- Banjara Nagar Location in Telangana, India Banjara Nagar Banjara Nagar (India)
- Coordinates: 16°51′04″N 78°41′23″E﻿ / ﻿16.851024°N 78.689707°E
- Country: India
- State: Telangana
- District: Rangareddy

Significant Features
- • Languages: Lambadi, Telugu
- Time zone: UTC+5:30 (IST)
- PIN: 509327
- Telephone code: 08545
- Nearest city: Hyderabad
- Lok Sabha constituency: Ibrahimpatnam
- Vidhan Sabha constituency: kalwakurty
- Website: www.banjaranagar.tk

= Banjara Nagar =

Banjara Nagar (also known as Banjara Nagar Thanda) is a village/Thanda in Rangareddy district of Telangana, India. It falls under Madgul Mandal. It is 3 km from Madgul Mandal. Jairam Thanda & Dubba thanda are the neighbouring thandas.

== History ==

Banjara Nagar is the alliance of four thandas namely 1. Balu Thanda 2. Valya thanda 3. Pakira thanda 4. Hunya thanda. Jaaths in thanda are mostly Ramavath, Kodavath, Jatooth and Jarupla.

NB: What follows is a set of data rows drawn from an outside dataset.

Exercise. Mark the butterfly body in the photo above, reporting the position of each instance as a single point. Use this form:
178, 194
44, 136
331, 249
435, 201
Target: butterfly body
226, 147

== Economy and education ==

The traditional commerce are agriculture and trade. Lambanis are also nomadic cattle herders. and how a day people have been employed mostly in Studying and farming.

It comprises two Primary Schools and most of the youths in thanda are literate, but drive taxies, auto rikshaw, employed as chiefs and waiters in hotels and a few are pursuing Graduates and Post-Graduates Courses in Education and very few are employed.